James King, a state campaigner for the Ella Baker Center for Human Rights who was incarcerated in San Quentin until December, said the prisoners are doing everything they can to raise awareness about the conditions in the prison.

“It feels unbearable and they want help,” he said. “They’re putting their bodies out there to show that if the disease itself and the way it’s spreading so quickly, if that doesn’t show this is a human rights issue, then maybe them sacrificing their bodies will.”

While the hunger strikers are only in Badger section so far, the virus has spread throughout the prison. A man incarcerated in San Quentin’s West Block housing unit, who also did not want to be named out of concern for his safety, told The Appeal that prison staff are doing little to prevent the spread of COVID-19. 
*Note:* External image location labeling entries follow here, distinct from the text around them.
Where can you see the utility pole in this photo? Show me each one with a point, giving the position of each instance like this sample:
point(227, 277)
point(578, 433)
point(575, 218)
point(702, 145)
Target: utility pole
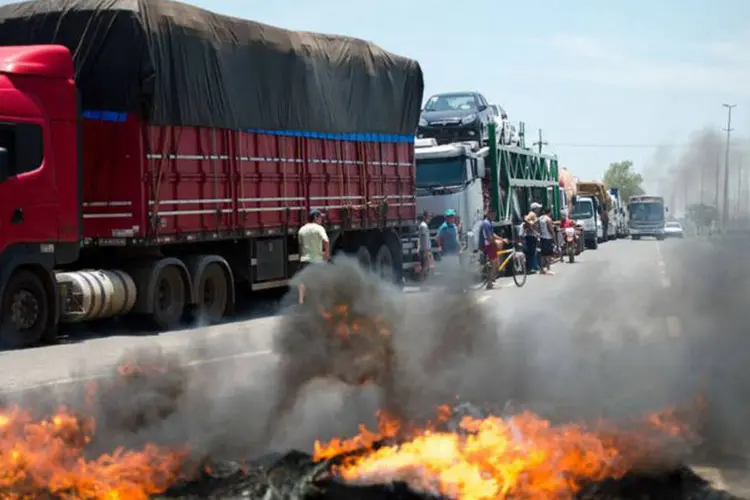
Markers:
point(718, 178)
point(725, 211)
point(540, 144)
point(739, 186)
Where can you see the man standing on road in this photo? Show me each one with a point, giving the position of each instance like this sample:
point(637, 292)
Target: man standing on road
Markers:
point(424, 245)
point(448, 241)
point(531, 237)
point(314, 246)
point(547, 241)
point(491, 244)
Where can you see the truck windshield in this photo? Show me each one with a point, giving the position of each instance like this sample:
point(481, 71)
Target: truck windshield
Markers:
point(451, 102)
point(583, 210)
point(647, 212)
point(441, 172)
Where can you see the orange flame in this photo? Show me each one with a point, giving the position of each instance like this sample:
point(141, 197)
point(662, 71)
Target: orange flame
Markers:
point(47, 457)
point(521, 457)
point(344, 324)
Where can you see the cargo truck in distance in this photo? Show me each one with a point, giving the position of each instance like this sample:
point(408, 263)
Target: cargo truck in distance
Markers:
point(156, 185)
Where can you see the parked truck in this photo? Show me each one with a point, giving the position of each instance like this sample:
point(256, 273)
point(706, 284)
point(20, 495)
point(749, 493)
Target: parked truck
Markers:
point(619, 214)
point(469, 179)
point(156, 159)
point(592, 199)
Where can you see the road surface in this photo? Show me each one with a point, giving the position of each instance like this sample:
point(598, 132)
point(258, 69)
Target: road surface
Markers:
point(606, 335)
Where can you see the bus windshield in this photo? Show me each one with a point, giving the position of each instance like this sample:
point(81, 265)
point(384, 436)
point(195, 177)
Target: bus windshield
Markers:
point(583, 210)
point(647, 212)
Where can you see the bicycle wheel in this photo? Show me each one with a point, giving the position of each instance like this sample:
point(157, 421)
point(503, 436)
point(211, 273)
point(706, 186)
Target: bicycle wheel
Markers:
point(518, 269)
point(480, 274)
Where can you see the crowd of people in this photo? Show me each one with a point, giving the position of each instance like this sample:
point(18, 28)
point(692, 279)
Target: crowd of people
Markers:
point(538, 236)
point(538, 233)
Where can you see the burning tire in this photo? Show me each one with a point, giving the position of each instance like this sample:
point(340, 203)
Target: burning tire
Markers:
point(25, 312)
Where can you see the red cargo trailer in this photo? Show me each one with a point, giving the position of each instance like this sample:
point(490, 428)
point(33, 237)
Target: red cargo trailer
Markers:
point(172, 164)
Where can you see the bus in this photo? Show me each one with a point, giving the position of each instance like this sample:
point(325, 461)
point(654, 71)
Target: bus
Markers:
point(646, 215)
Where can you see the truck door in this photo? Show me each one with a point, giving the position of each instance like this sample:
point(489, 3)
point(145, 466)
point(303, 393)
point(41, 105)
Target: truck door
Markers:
point(28, 192)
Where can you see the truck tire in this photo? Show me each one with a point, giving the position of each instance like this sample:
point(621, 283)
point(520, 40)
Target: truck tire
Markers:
point(168, 298)
point(364, 258)
point(383, 263)
point(26, 310)
point(213, 294)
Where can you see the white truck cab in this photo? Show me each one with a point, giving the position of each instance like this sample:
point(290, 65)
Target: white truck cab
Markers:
point(585, 212)
point(450, 177)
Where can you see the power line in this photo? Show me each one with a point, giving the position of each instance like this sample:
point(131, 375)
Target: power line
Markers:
point(594, 145)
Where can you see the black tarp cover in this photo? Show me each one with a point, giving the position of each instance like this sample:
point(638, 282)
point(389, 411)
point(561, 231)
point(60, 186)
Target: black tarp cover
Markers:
point(178, 64)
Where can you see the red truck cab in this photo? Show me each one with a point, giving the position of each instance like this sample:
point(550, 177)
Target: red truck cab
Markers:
point(40, 217)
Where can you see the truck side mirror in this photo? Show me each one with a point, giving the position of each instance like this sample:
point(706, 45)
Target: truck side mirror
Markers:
point(4, 164)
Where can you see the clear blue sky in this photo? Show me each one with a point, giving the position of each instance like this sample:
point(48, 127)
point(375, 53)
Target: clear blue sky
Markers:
point(596, 74)
point(629, 72)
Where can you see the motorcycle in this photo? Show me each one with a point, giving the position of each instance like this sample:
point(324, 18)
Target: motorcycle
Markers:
point(580, 246)
point(570, 243)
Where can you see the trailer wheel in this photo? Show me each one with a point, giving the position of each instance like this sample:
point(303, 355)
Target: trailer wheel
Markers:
point(26, 311)
point(363, 256)
point(383, 265)
point(168, 298)
point(213, 294)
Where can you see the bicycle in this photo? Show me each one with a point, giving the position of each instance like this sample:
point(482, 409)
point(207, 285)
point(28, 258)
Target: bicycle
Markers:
point(515, 257)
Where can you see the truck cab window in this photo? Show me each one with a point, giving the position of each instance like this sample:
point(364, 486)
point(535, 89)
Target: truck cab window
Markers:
point(24, 144)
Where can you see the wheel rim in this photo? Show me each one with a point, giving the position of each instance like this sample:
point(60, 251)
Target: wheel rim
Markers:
point(164, 295)
point(209, 292)
point(384, 266)
point(24, 310)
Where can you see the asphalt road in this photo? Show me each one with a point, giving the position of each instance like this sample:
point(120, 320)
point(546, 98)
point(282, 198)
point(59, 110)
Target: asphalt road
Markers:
point(609, 334)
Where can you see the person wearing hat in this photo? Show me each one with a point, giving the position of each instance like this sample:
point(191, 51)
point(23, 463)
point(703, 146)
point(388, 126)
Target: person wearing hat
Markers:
point(531, 237)
point(424, 245)
point(314, 245)
point(448, 241)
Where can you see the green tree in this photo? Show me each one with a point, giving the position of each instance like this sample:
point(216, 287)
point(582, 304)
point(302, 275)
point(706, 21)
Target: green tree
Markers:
point(620, 175)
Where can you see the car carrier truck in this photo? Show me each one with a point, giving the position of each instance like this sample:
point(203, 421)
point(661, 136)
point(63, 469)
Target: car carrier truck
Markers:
point(467, 178)
point(156, 158)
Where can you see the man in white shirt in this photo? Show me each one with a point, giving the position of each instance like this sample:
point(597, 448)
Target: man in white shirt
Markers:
point(314, 245)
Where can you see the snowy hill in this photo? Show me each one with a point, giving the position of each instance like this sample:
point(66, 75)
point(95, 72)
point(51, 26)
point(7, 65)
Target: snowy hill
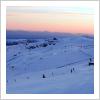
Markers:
point(50, 66)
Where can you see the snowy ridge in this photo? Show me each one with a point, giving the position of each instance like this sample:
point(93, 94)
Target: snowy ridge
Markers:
point(50, 66)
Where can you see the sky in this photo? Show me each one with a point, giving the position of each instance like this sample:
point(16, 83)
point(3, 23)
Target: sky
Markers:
point(51, 18)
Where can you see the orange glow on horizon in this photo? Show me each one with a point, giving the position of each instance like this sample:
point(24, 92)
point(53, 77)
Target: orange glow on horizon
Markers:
point(52, 22)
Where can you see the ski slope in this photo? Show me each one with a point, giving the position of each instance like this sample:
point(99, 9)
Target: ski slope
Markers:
point(63, 61)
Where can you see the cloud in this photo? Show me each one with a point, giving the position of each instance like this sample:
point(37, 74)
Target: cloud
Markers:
point(50, 9)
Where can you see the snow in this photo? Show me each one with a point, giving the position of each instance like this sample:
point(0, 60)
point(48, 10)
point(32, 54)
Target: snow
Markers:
point(26, 66)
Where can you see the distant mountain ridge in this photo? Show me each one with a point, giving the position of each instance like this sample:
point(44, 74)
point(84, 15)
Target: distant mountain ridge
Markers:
point(19, 34)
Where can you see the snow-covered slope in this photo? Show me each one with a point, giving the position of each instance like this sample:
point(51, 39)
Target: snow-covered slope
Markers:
point(55, 65)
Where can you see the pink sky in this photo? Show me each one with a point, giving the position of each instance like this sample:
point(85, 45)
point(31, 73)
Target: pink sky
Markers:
point(51, 21)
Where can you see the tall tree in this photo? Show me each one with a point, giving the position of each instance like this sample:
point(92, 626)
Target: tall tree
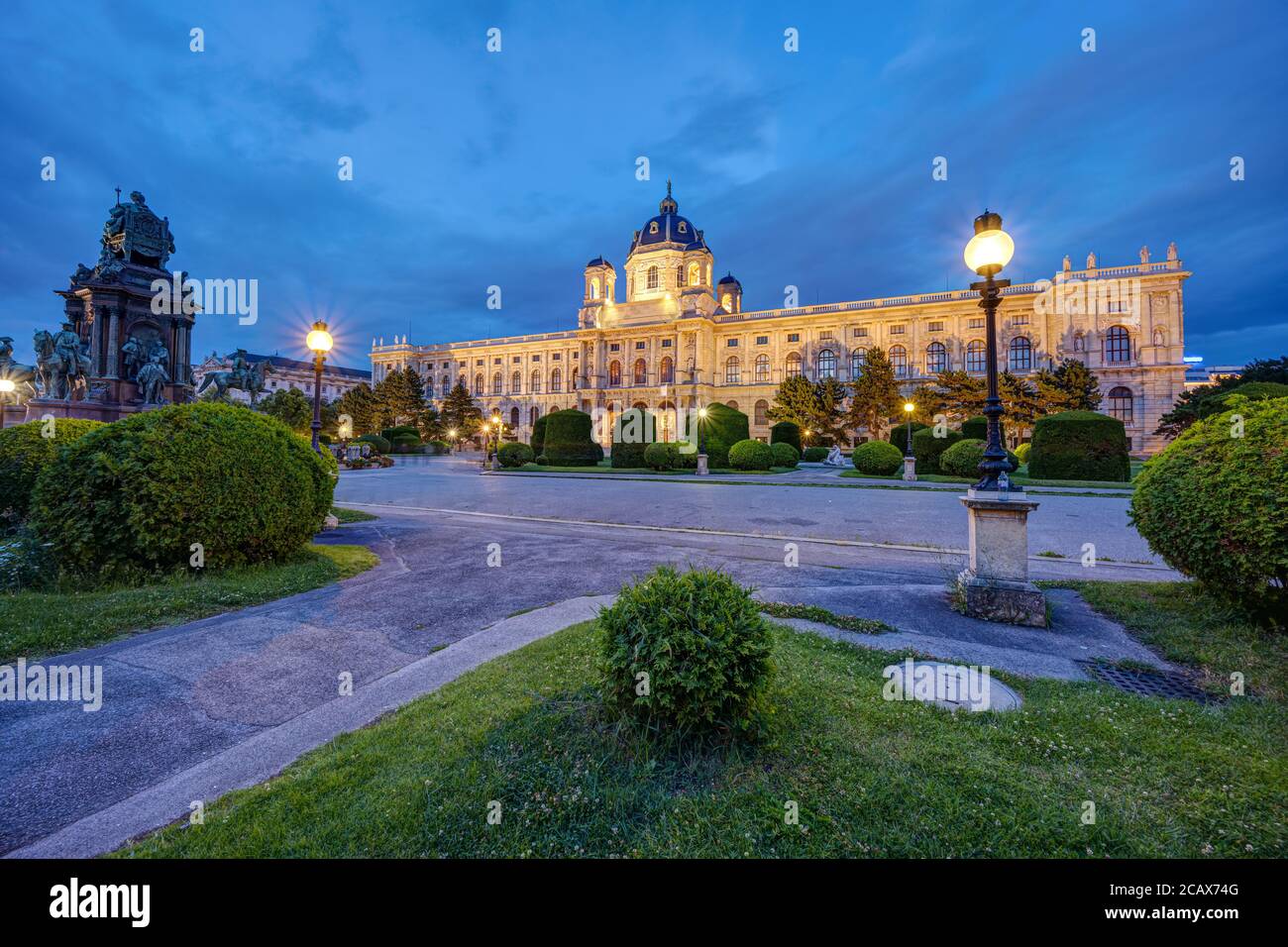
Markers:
point(875, 394)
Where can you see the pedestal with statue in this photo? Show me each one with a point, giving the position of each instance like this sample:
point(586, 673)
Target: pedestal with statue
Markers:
point(125, 339)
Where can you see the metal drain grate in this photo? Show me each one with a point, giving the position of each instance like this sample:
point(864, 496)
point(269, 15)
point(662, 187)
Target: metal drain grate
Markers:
point(1147, 684)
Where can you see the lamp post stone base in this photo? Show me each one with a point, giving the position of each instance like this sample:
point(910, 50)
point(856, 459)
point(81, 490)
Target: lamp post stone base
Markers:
point(996, 583)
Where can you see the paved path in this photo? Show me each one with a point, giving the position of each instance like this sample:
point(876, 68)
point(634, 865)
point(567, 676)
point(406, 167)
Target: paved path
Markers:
point(241, 693)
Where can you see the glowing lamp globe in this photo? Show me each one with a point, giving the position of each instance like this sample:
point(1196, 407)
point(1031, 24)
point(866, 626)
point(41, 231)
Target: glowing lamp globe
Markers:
point(992, 248)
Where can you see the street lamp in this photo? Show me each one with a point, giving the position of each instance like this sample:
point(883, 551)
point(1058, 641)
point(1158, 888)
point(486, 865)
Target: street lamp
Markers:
point(987, 253)
point(320, 343)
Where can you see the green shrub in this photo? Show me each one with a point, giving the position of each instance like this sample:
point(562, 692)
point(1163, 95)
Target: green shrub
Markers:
point(1214, 506)
point(702, 643)
point(1080, 446)
point(927, 449)
point(132, 497)
point(378, 445)
point(900, 436)
point(786, 433)
point(632, 433)
point(568, 440)
point(25, 453)
point(751, 455)
point(785, 455)
point(964, 458)
point(514, 454)
point(880, 458)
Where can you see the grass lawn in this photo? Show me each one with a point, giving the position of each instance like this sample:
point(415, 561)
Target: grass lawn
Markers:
point(870, 777)
point(35, 624)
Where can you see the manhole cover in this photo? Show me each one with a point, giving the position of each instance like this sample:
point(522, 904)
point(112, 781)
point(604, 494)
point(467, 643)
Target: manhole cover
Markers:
point(956, 686)
point(1146, 684)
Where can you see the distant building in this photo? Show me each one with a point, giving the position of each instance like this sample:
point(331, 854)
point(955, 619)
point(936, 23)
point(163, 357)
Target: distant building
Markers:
point(287, 372)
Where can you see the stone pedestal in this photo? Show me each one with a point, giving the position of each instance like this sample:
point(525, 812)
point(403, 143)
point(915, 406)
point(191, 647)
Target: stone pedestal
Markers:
point(996, 582)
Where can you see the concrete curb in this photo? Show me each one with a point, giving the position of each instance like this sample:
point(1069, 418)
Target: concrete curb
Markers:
point(267, 754)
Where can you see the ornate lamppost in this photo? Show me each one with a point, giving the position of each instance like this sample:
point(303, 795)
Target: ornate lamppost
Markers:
point(320, 343)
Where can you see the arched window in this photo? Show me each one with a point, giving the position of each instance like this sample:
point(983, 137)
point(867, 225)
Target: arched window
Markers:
point(733, 371)
point(900, 361)
point(858, 359)
point(1121, 403)
point(1021, 355)
point(936, 357)
point(1117, 344)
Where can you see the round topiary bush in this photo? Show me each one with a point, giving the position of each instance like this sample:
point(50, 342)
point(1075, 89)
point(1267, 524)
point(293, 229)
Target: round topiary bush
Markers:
point(1080, 446)
point(25, 451)
point(927, 449)
point(1214, 505)
point(879, 458)
point(964, 458)
point(700, 642)
point(751, 455)
point(786, 433)
point(568, 441)
point(132, 497)
point(785, 455)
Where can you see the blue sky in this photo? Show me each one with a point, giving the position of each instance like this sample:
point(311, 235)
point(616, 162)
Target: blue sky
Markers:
point(513, 169)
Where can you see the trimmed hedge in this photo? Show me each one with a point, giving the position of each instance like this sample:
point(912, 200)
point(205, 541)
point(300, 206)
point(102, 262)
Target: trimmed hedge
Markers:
point(568, 440)
point(514, 454)
point(927, 449)
point(1212, 505)
point(900, 436)
point(703, 646)
point(632, 433)
point(880, 458)
point(25, 453)
point(130, 499)
point(751, 455)
point(1080, 446)
point(786, 433)
point(785, 455)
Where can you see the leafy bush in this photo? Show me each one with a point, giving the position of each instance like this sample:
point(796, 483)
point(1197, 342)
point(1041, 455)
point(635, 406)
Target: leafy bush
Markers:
point(702, 643)
point(964, 458)
point(25, 453)
point(927, 449)
point(632, 433)
point(514, 454)
point(751, 455)
point(378, 444)
point(133, 496)
point(785, 455)
point(900, 436)
point(880, 458)
point(1080, 446)
point(568, 440)
point(786, 433)
point(1214, 506)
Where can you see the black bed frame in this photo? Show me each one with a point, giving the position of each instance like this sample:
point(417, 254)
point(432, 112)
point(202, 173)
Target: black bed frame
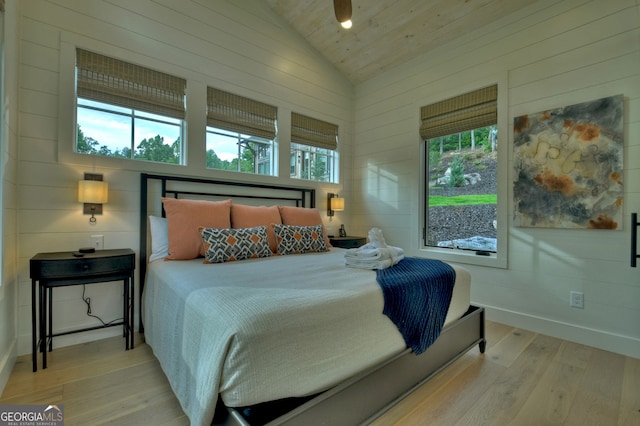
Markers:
point(360, 399)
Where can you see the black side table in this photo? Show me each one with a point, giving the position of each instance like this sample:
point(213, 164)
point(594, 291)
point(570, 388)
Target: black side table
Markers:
point(347, 242)
point(61, 269)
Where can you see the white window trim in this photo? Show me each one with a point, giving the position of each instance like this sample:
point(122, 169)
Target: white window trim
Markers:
point(499, 259)
point(67, 116)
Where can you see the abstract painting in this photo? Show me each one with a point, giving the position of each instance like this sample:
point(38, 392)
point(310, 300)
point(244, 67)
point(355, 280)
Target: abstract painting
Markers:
point(568, 166)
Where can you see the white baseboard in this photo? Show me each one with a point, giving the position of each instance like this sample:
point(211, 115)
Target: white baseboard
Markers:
point(24, 344)
point(6, 365)
point(624, 345)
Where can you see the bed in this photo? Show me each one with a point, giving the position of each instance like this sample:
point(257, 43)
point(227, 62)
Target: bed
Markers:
point(297, 339)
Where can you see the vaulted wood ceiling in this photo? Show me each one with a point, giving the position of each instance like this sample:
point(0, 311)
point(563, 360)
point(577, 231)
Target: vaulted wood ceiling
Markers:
point(386, 33)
“Over half of the building is sick,” he said. “They have nowhere to move sick people, so literally if your cellmate gets COVID, if he turns out to be positive, you’re just stuck in a cell with him. … It’s terrifying. They’re making very little effort to separate us from people who are positive.”

While he has tested negative, he said, many of his neighbors have tested positive. He said that when he used the shower on Tuesday, the people around him were discussing their symptoms. 

“I hear the two dudes on my left talking about how sick they are,” he said. “They’re talking to each other like, ‘Yeah, man. I’ve been having the chills, man. My body is super sore.’”

He said he tried to face the other direction, but the three men to his other side also said they were sick.

“I’m holding my breath in the shower,” he said. “The buildings are notoriously poorly ventilated. I’m literally standing in a crowd of sick men in like a sauna, and this disease is communicated through droplets. And I’m terrified.”

He said that some prisoners are still being forced to report for work in the kitchen. “They’re literally saying, if you don’t go to work, you will receive a 115, which is disciplinary, which means more time on your sentence.”

A spokesperson for the California Department of Corrections and Rehabilitation said it is taking measures to mitigate the outbreak, including expedited release for some prisoners with 180 days or less left of their sentence, as well as some prisoners at high risk for complications from COVID-19. “We understand and share the concern of COVID-19 cases in the state’s prisons and are implementing multiple strategies to control the spread of the virus to protect all those who live and work in our state prisons.”

But the man in West Block said that he’s not seeing any meaningful steps being taken to prevent transmission. “The measures being taken to isolate COVID? There are no measures. Nothing adequate. Not at all.”

No prisoners at San Quentin had tested positive for COVID-19 until late May, when 121 people were transferred to the prison from the California Institution for Men, the site of the deadliest outbreak in the California prison system. In a June hearing, a federal judge called the transfer a “significant failure of policy and planning.”  

Calls are growing to release people incarcerated at San Quentin. In a June 13 report from UCSF’s Amend Center and UC Berkeley’s School of Public Health, epidemiologists and health policy experts warned of dire consequences if more people aren’t released. 

“The combination of San Quentin’s antiquated facilities and severe overcrowding places the prison at high risk of significant COVID-19-related morbidity and mortality unless the population is quickly reduced by 50 percent or more,” the authors wrote.

“Failure to meet these urgent needs will have dire implications for the health of incarcerated people at San Quentin, correctional staff and the healthcare capacity of Bay Area hospitals.”

The virus was bound to spread rapidly in the overcrowded prison, Haines said.

“There’s just too many people in prison, period,” he said, pointing to North Block as an example, which is designed to hold 414 people, but currently houses more than 700.

“And there’s people that have been in prison for 10, 15, 20, 30 years, in their sixties and seventies, that have aged out of crime long ago,” he said, “yet they’re still playing these political games with these guys and not releasing them.”

This story has been updated with additional accounts from people inside San Quentin.